What an utter disappointment.
Writer/Director Neill Blomkamp’s follow-up to the acclaimed District 9 has all the socio-political depth of a Take This Job and Shove It / Escape from L.A. mash-up with enough inept shaky-cam action sequences to make even the most forgiving apologist scramble for the Dramamine.
But it’s not a total loss. At least not if you’re a design-wonk, because this is a beautifully designed film. Blomkamp has presented us with an utterly realistic world that is unfortunately broken down into a Sophomore-Year Young Socialist concept of class inequality. The poor people are extremely poor and the slum life that Blomkamp captured so well in District 9 is reproduced here in a more wide-open way (thanks to shooting in a dump on the outskirts of Mexico City) with imagery reminiscent of last year’s Dredd – just without the charm.
And the rich people’s orbital paradise, the titular Elysium, is glorious space-porn. It’s the sort of visual effect that serves as a nice contrast to the filth-covered realism of Earth, but lacks any sense of practical functionality. It’s a world where apparently robots do everything except manufacture other robots. All so that rich people can lounge around having cocktail parties and cultivating annoying accent tics and quirks. The rich are all either politicians, corporate fat-cats, or idle.
Down on earth, the poor are all either factory workers, health care employees, or thieves and criminals from the looks of things. Except for those poor people who are simply poor and in need of medical attention. Because that’s what this film all boils down to: The Poor People need Health Care and the Rich People are Monopolizing Access.
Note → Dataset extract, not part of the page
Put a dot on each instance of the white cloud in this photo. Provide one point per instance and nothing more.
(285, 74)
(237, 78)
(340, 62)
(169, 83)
Matt Damon and Alice Braga do what they can to humanize the 1-note cartoon characters they are playing, while Jodie Foster seethes and hisses in a bizarre accent so silly I’m surprised she didn’t have a mustache she could twirl. Sharlto Copley is an evil bastard with absolutely no redeeming value, lifted directly from the Road Warrior, and brings the only real energy to the film.
With such ridiculous cardboard characters lacking pretty much all emotional and psychological depth, the film wasn’t necessarily doomed. There are numerous examples of simplified morality tales of class conflict in the genre that work with effortless charm. Escape from New York leaps immediately to mind. The recent Lockout is another. But what both of those films had that Elysium lacks is a sense of fun and adventure. Elysium is so full of self-importance that even Matt Damon’s attempts to provide some sort of heart are undermined by the melodramatic inclusion of the obligatory sick child that needs protecting and the needless “You were put here for a reason” speech by the nuns who took care of him as (wait for it) an orphan.
The action sequences are only partially effective – at least so long as Blomkamp sticks to the long shots recalling Vietnam helicopter gunmen machine gunning people on the ground. When the action moves to close-up, hand-to-hand combat, the use of handheld cameras makes it impossible to tell what is going on.
As for the mechanics of the actual plot, the less said the better. Briefly, it seems that the President of Elysium is determined by whoever has their name listed in the Elysium computer system as President. There’s no indication of political process involved and whoever is tagged as President in the computer controls all the robots and thus, Elysium. And apparently there is no legal structure in place to counter the clumsy hacking of the system and rebooting (in less time than my home computer) of the ENTIRE ELYSIUM SPACE STATION COMPUTER SYSTEMS.
Once the system is hacked, the new rulers apparently just need to keep an armed guard on duty at all times to prevent anyone else from hacking and rebooting the system. Honestly, it’s all so stupid I’m amazed that there was a writer credit claimed by anyone, much less the director. Was his wife and co-writer of District 9, Terri Tatchell, unavailable to look over this mess?
It’s like a Blomkamp-wannabe made this film after watching District 9 and completely missed everything that made that film work: The over-the-top gore humor, the sympathetic lead whose beliefs change (along with the other changes) as the story develops, and an ending that while hopeful, retains a sense of drama and tragedy. Elysium is a dumbed-down attempt at social relevancy with mishandled action sequences and clichés for characters, demonstrating a complete lack of understanding of politics, psychology, medicine, and economics. If it weren’t for the beautiful design work of Philip Ivey, there would be nothing worth noting about this latest addition to a heart-breakingly bleak summer of Science Fiction Cinema (it should be noted, however, that it is still better than the nostalgia clusterfuck that was Star Trek into Darkness and the mass-murder porn of Man of Steel).